Cerca de 6% da população é afetada pelo fenómeno que se traduz em casas com falta de condições de habitabilidade e conforto térmico. O Just a Change juntou peritos em Lisboa para debater soluções.

A construção de uma casa não se inicia pelo telhado, mas, por vezes, é preciso inverter a lógica de intervenção para conseguir resolver desafios importantes em matéria de habitação. Esse tem sido um dos eixos de atuação do Just a Change, a associação sem fins lucrativos que tem um propósito bem definido: “reabilitamos casas e reconstruímos vidas”, resumiu Eduardo Lopes, diretor de operações da instituição na região Norte.

Eduardo Lopes, diretor de operações do Just a Change na região Norte
Eduardo Lopes, diretor de operações na região Norte do Just a Change

A propósito da conferência “Sob o mesmo teto 2025”, que tomou conta da Fundação do Oriente, em Lisboa, o Just a Change juntou organizações não-governamentais, parceiros e outras instituições de solidariedade social para, mais do que fazer diagnósticos, apresentar soluções para combater a pobreza habitacional.
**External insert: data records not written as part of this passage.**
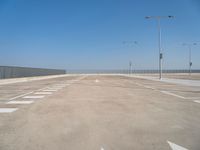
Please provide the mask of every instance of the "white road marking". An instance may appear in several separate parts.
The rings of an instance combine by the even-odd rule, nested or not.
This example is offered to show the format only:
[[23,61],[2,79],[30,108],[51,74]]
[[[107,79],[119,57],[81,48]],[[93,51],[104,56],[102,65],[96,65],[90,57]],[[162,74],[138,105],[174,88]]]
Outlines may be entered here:
[[7,102],[6,104],[31,104],[33,101],[10,101]]
[[23,98],[27,98],[27,99],[39,99],[39,98],[44,98],[44,95],[39,95],[39,96],[25,96]]
[[35,92],[34,94],[37,94],[37,95],[50,95],[50,94],[52,94],[52,92]]
[[46,90],[42,90],[43,92],[56,92],[56,91],[58,91],[58,90],[53,90],[53,89],[46,89]]
[[185,99],[200,99],[200,97],[185,97]]
[[0,108],[0,113],[11,113],[16,111],[18,108]]
[[156,90],[155,88],[153,88],[153,87],[151,87],[151,86],[144,85],[144,87],[147,88],[147,89]]
[[167,143],[169,144],[169,146],[171,147],[172,150],[188,150],[188,149],[186,149],[186,148],[184,148],[182,146],[179,146],[177,144],[174,144],[174,143],[172,143],[170,141],[167,141]]
[[196,102],[196,103],[200,103],[200,100],[195,100],[194,102]]
[[185,97],[183,97],[183,96],[180,96],[180,95],[177,95],[177,94],[168,92],[168,91],[160,91],[160,92],[162,92],[162,93],[164,93],[164,94],[167,94],[167,95],[171,95],[171,96],[175,96],[175,97],[178,97],[178,98],[185,99]]
[[22,96],[25,96],[25,95],[28,95],[28,94],[31,94],[31,93],[33,93],[33,91],[32,91],[32,92],[25,93],[25,94],[18,95],[18,96],[15,96],[15,97],[13,97],[13,98],[10,98],[9,100],[14,100],[14,99],[20,98],[20,97],[22,97]]

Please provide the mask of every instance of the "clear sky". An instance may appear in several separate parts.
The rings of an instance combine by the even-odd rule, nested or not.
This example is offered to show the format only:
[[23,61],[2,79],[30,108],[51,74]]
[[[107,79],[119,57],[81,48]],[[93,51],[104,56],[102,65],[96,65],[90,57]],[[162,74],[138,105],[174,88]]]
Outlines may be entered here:
[[[164,69],[200,69],[199,0],[1,0],[0,65],[62,69],[158,68],[156,20],[164,19]],[[137,41],[123,44],[123,41]]]

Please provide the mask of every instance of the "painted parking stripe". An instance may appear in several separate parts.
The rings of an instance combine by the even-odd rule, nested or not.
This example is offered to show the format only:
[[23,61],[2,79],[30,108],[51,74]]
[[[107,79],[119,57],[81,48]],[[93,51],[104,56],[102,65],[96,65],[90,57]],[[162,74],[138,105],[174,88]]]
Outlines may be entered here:
[[10,101],[7,102],[6,104],[31,104],[33,101]]
[[12,113],[16,111],[18,108],[0,108],[0,113]]
[[25,96],[23,98],[27,98],[27,99],[40,99],[40,98],[44,98],[44,95],[39,95],[39,96]]
[[162,93],[164,93],[164,94],[167,94],[167,95],[171,95],[171,96],[175,96],[175,97],[178,97],[178,98],[185,99],[185,97],[183,97],[183,96],[180,96],[180,95],[177,95],[177,94],[168,92],[168,91],[160,91],[160,92],[162,92]]
[[22,97],[22,96],[25,96],[25,95],[28,95],[28,94],[31,94],[31,93],[33,93],[33,91],[28,92],[28,93],[25,93],[25,94],[18,95],[18,96],[15,96],[15,97],[13,97],[13,98],[10,98],[9,100],[14,100],[14,99],[20,98],[20,97]]
[[58,91],[58,90],[53,90],[53,89],[46,89],[46,90],[42,90],[43,92],[56,92],[56,91]]
[[167,143],[169,144],[169,146],[171,147],[172,150],[188,150],[188,149],[186,149],[186,148],[184,148],[182,146],[179,146],[177,144],[174,144],[174,143],[172,143],[170,141],[167,141]]
[[34,94],[37,94],[37,95],[50,95],[50,94],[52,94],[52,92],[35,92]]
[[196,103],[200,103],[200,100],[195,100],[194,102],[196,102]]

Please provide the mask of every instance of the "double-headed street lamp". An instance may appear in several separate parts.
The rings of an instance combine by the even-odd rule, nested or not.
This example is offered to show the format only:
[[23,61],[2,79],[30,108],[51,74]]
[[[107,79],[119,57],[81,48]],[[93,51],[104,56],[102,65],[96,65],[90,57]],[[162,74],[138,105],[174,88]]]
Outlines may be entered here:
[[161,19],[172,19],[174,16],[146,16],[146,19],[156,19],[158,22],[158,46],[159,46],[159,78],[162,79],[162,46],[161,46],[161,27],[160,20]]
[[189,75],[191,75],[191,68],[192,68],[192,46],[197,45],[197,43],[183,43],[183,46],[188,46],[189,49]]

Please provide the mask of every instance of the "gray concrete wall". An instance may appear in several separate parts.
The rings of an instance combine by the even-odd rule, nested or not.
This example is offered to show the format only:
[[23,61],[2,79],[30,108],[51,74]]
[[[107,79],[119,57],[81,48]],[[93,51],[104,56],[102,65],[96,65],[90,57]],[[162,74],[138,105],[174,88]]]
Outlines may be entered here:
[[0,79],[58,74],[65,74],[65,70],[0,66]]

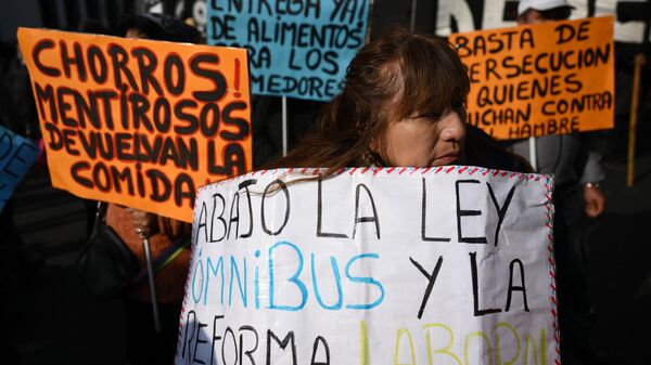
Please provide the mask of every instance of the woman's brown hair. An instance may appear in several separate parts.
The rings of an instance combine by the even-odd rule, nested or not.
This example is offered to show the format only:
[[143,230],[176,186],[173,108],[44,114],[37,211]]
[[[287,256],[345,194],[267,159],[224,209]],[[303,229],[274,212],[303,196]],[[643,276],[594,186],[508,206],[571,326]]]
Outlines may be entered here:
[[288,156],[266,166],[322,167],[326,174],[368,165],[390,120],[413,113],[434,120],[461,107],[470,81],[450,43],[395,28],[367,43],[346,71],[345,87],[326,105],[317,130]]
“Este ano vamos reabilitar mais de 130 casas”, partilhou Eduardo Lopes, lembrando o papel de milhares de voluntários que se juntam, todos os anos, para cumprir esta missão. Em 2024, a associação conseguiu concluir obras de reabilitação em 115 casas espalhadas por 27 municípios, além de ter intervencionado 68 instituições de solidariedade. Os resultados são claros: mais de 6.600 beneficiários diretos que viram as suas vidas melhoradas.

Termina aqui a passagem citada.